Systemic effects may occur with any inhaled corticosteroid, particularly at high doses prescribed for long periods; these effects are much less likely to occur than with oral corticosteroids. Possible systemic effects include adrenal suppression, growth retardation in children and adolescents, decrease in bone mineral density, cataract and glaucoma. It is important, therefore, that the dose of inhaled corticosteroid is titrated to the lowest dose at which effective control is maintained (see Undesirable Effects).
It is recommended that the height of children receiving prolonged treatment with inhaled corticosteroid is regularly monitored.
Certain individuals can show greater susceptibility to the effects of inhaled corticosteroid than do most patients.
Because of the possibility of impaired adrenal response, patients transferring from oral steroid therapy to inhaled beclomethasone dipropionate therapy should be treated with special care, and adrenocortical function regularly monitored.
Following introduction of inhaled beclomethasone dipropionate, withdrawal of systemic therapy should be gradual and patients encouraged to carry a steroid warning card indicating the possible need for additional therapy in times of stress.
In rare cases inhaled therapy may unmask underlying eosinophilic conditions (e.g.
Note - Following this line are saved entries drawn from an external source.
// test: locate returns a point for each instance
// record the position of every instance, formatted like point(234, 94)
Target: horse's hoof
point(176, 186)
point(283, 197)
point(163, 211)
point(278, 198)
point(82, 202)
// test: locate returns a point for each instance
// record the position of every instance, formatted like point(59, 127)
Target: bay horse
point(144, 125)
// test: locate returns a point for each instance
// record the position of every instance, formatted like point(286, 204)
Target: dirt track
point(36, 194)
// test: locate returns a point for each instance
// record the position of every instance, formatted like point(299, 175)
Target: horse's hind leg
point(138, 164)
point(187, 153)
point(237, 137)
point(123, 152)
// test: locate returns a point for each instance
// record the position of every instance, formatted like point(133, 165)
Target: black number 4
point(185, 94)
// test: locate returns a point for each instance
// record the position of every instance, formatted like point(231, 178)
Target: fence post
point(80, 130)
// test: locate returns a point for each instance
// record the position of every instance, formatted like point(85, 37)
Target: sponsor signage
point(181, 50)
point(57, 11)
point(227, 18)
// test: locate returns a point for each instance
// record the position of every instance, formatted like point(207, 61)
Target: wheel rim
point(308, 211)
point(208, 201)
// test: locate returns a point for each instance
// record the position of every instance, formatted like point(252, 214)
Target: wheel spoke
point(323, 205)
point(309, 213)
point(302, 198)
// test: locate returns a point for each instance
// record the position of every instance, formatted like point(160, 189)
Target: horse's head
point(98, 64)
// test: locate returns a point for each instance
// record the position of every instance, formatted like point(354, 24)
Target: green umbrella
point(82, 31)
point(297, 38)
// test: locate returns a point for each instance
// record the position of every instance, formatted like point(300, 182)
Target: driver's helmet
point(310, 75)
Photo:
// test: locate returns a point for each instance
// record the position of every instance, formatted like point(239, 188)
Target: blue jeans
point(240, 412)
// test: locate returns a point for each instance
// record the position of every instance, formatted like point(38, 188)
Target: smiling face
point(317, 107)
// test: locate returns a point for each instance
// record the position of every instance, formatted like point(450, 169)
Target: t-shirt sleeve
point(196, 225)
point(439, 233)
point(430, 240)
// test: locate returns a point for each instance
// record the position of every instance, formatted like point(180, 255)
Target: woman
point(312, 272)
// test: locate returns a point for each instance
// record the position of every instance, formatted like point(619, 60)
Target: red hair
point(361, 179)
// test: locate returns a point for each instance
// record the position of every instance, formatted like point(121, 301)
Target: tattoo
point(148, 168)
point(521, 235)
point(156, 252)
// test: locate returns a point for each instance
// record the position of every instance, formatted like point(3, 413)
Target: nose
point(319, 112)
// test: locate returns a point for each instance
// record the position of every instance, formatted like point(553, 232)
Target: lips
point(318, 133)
Churg Strauss syndrome). These cases have usually been associated with reduction or withdrawal of oral corticosteroid therapy. A direct causal relationship has not been established.
Similarly replacement of systemic steroid treatment with inhaled therapy sometimes unmasks allergies such as allergic rhinitis or eczema previously controlled by the systemic medicine. These allergies should be symptomatically treated with antihistamine and/or topical preparations, including topical steroids.
Treatment with BECOTIDE/BECLOFORTE Inhaler should not be stopped abruptly.
As with all inhaled corticosteroids, special care is necessary in patients with active or quiescent pulmonary tuberculosis.
Candidiasis of the mouth and throat (thrush) occurs in some patients, the incidence of which is increased with doses greater than 400mcg beclomethasone dipropionate per day. Patients with high blood levels of Candida precipitins, indicating a previous infection, are most likely to develop this complication. Patients may find it helpful to rinse out their mouth with water after using the inhaler. Symptomatic candidiasis can be treated with topical anti-fungal therapy whilst still continuing with the BECOTIDE/BECLOFORTE Inhaler.
In some patients inhaled beclomethasone dipropionate may cause hoarseness or throat irritation. It may be helpful to rinse out the mouth with water immediately after inhalation. The use of a large volume 'spacer' device may be considered.
As with other inhalation therapy, paradoxical bronchospasm may occur with an immediate increase in wheezing after dosing. This should be treated immediately with a fast-acting inhaled bronchodilator. BECOTIDE/BECLOFORTE Inhaler should be discontinued immediately, the patient assessed, and if necessary alternative therapy instituted.
Hypersensitivity reactions including rashes, urticaria, pruritus, erythema and oedema of the eyes, face, lips and throat have been reported.
Possible systemic effects include adrenal suppression, growth retardation in children and adolescents, decrease in bone mineral density, cataract and glaucoma (see Special Warnings and Special Precautions for Use).